# Salesforce MTS Interview Experience
Summary
I interviewed for an MTS role at Salesforce, completing an online assessment followed by a low‑level design round and a DSA round with two coding problems.
Full Experience
I was reached out to by a recruiter from Salesforce at the end of January 2026 for MTS role. The process started with an Online Assessment, followed by technical rounds.
Round 1: (LLD based) Resume Discussion The interviewer started with a walkthrough of my resume and projects.
LLD Question: Design a component that logs the state transitions of workflow steps. Each workflow consists of multiple steps with defined states (e.g., Pending, Running , Completed/Failed) Need to track and persist state changes over time .

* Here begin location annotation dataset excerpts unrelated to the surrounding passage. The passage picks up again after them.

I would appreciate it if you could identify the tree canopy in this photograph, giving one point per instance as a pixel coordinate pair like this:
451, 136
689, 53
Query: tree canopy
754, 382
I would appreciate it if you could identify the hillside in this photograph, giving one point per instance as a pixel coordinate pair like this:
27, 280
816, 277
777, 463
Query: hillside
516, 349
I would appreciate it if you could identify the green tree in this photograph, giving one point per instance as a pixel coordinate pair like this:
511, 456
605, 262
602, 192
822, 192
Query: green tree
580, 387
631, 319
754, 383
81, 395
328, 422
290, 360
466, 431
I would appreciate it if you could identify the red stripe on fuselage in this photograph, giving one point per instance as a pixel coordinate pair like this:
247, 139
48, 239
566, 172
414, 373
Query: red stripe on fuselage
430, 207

Round 2: (DSA Round) Question 1: Task Scheduling with Constraints Given: array of task types, array of memory required for each task and server memory limit Constraints: At most 2 tasks of the same type can run in parallel Total memory of running tasks ≤ server limit Goal: Find minimum time to execute all tasks
type = [A, A, A, B, B, C] memory = [2, 2, 3, 4, 1, 2] M = 5 output: 3
Question 2 : Grid with K Jumps (BFS) Given a mxn grid with obstacles, allowed to move in 4 directions(left, right, up, bottom) and can jump 1 to K cells Find minimum steps to reach destination when you are given the src and destination.
Interview Questions (3)
Design Component for Logging Workflow State Transitions
Design a component that logs the state transitions of workflow steps. Each workflow consists of multiple steps with defined states (e.g., Pending, Running, Completed/Failed). Need to track and persist state changes over time.
Task Scheduling with Memory and Type Constraints
Given an array of task types and an array of memory required for each task, along with a server memory limit M, schedule the tasks such that at most two tasks of the same type run in parallel and the total memory of running tasks does not exceed M. Find the minimum time to execute all tasks.

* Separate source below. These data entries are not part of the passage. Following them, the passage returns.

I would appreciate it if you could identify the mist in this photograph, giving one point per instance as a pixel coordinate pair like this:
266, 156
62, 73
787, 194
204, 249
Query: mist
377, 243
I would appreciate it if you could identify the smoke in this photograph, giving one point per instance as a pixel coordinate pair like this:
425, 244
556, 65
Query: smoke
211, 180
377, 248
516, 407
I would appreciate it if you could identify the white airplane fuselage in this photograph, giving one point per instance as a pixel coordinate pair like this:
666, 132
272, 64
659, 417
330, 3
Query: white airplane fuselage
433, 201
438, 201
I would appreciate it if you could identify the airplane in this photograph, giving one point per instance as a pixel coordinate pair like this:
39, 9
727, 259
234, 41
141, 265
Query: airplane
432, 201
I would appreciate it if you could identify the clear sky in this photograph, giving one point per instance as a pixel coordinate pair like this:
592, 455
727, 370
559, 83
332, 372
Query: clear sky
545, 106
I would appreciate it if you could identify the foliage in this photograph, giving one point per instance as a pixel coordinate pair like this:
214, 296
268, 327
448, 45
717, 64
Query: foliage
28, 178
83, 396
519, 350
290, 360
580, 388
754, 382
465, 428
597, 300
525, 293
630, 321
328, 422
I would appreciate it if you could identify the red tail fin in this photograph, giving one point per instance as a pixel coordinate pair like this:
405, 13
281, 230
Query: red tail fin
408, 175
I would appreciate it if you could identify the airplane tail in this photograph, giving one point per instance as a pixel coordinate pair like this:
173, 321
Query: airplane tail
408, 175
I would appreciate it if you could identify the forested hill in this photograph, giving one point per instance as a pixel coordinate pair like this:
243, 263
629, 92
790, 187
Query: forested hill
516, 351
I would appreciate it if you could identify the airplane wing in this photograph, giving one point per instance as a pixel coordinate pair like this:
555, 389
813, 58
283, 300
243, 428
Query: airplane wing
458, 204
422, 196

Example: type = [A, A, A, B, B, C] memory = [2, 2, 3, 4, 1, 2] M = 5 output: 3
Grid Minimum Steps with K-Jump Moves
Given an m×n grid with obstacles, you can move in the four cardinal directions and can also jump 1 to K cells in any direction. Find the minimum number of steps to reach the destination from a given source.
Input includes the grid, the source, the destination, and the jump limit K.